JC | Tu práctica se caracteriza por aunar producción artística e investigación, y en los últimos años por investigar y ensayar modos de transmisión de conocimiento que se alejan de la línea recta y que buscan espacios fragmentados e imprevisibles. ¿Cómo ha evolucionado ese diálogo producción-teoría en tu experiencia curatorial?

CM | Mi forma de pensar y de actuar ha evolucionado mucho, me permito decir. Si hace diez o quince años estaba muy influenciada por los métodos de los estudios culturales y la teoría crítica, poco a poco he introducido otros parámetros y modos de entender las relaciones, no solo desde los modelos de las ciencias sociales, sino desde una comprensión de la naturaleza, la ciencia y la tecnología. Eso no significa que no le dé importancia a la influencia de los movimientos de izquierda en la creación de una identidad cultural, artística e institucional sensibilizada con los problemas que acarrea la ideología capitalista y liberal. Sin embargo, hoy me parece imposible limitar el punto de vista a las injusticias sociales sin hablar de las naturales, o abordar la economía sin abordar otras formas de relación con la tecnología y la experiencia. El arte no es solo un medio de transmisión de valores políticos, es mucho más. Es un órgano, un sentido de la inteligencia orientado.

JC | En ese órgano, la curaduría es una práctica que casi siempre sucede en diálogo con otros, especialmente con artistas. ¿Cómo sucede este diálogo en tu caso? ¿Cómo trabajas con las artistas?

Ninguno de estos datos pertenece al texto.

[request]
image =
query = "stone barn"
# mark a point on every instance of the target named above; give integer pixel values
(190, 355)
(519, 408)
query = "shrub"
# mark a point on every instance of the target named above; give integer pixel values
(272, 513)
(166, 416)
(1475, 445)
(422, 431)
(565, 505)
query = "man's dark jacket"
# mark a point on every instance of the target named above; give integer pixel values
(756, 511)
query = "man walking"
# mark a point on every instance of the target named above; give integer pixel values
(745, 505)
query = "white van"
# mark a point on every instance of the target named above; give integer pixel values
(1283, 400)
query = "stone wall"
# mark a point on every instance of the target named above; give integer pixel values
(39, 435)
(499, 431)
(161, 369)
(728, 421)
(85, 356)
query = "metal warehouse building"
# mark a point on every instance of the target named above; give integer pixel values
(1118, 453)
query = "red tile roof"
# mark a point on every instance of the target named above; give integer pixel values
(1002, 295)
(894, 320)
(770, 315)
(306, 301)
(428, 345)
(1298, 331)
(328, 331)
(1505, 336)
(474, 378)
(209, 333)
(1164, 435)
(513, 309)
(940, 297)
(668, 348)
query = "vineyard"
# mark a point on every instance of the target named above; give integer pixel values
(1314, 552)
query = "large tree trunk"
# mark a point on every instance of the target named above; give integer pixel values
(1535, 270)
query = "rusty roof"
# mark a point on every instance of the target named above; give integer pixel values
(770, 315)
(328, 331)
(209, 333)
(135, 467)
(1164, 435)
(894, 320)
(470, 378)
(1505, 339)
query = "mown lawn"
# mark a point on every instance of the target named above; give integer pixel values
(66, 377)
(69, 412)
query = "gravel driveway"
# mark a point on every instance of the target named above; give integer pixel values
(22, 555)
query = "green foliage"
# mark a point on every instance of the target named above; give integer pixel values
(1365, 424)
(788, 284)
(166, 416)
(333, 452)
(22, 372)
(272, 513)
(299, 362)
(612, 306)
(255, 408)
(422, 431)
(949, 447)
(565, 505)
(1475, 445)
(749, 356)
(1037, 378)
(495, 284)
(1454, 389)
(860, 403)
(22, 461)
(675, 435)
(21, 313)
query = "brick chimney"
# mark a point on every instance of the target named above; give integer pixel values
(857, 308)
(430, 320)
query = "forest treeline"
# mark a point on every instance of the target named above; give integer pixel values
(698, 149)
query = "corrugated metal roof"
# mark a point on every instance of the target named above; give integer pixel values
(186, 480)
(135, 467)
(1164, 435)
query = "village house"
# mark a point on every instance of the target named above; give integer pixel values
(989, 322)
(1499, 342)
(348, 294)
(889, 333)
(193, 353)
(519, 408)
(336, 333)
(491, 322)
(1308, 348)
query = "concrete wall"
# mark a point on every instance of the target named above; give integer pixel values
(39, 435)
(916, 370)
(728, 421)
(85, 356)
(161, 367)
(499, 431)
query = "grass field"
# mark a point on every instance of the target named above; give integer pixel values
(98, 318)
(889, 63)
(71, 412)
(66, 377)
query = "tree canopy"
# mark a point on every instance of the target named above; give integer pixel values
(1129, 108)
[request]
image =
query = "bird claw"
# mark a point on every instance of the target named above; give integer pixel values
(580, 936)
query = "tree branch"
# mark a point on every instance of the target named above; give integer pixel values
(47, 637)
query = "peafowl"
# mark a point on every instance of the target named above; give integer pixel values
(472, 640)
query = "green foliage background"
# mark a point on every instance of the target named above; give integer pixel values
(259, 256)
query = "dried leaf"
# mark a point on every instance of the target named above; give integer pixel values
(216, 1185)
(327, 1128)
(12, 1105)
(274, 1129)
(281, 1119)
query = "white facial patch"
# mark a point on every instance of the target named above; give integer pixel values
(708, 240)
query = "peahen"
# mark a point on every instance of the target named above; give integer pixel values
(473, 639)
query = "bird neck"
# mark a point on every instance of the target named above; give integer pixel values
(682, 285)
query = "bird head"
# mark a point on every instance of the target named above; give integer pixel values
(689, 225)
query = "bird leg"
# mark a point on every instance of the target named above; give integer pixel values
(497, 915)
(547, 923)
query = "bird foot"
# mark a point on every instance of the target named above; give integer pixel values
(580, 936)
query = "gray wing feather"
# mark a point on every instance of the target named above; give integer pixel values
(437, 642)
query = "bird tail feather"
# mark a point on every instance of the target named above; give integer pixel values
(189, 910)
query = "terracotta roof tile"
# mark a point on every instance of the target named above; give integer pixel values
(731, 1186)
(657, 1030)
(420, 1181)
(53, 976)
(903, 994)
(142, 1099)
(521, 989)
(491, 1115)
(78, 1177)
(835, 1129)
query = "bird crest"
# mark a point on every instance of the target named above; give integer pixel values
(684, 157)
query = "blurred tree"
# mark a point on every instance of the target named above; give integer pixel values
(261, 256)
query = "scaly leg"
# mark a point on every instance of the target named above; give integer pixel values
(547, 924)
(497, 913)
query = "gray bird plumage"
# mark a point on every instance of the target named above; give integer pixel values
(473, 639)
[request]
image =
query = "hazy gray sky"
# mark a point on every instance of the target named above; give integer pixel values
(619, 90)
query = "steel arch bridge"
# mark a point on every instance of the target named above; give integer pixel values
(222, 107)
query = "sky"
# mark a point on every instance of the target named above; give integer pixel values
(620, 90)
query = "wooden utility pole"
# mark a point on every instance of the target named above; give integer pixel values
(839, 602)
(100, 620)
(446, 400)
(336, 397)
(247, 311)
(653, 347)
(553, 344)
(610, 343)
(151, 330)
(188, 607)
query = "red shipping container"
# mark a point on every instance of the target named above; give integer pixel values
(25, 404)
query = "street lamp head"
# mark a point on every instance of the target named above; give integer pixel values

CM | Desde el principio, en el ciclo en la Sala Montcada en Barcelona, en los años en la Sala Rekalde en Bilbao, en el Kunstverein en Frankfurt… el contacto con los artistas era constante, diario. No solo con aquellos con los que trabajaba directamente sino con muchos otros, de un modo informal, a través de amigos, o a través de visitas a estudio. Escuchar, atender a los artistas es fundamental para entender los procesos, los métodos, los resultados, las preocupaciones. El momento en el que ese proceso fue menos intenso fue durante mi paso por el MACBA. Resulta complejo conservar esa proximidad y esa cercanía desde el museo. Yo lo intenté, pero no con el mismo resultado, y eso afectó mi decisión de cambiar de contexto. El trabajo en documenta consistía en eso, en una total inmersión con el trabajo y la producción artística. Nunca he disfrutado tanto y esa es la base de mi decisión de dirigir una escuela, la posibilidad de estar siempre cerca, siempre en el centro de la comunidad artística. Es fundamental, no podría pensar ni encontrar la concentración para escribir desde ningún otro lugar.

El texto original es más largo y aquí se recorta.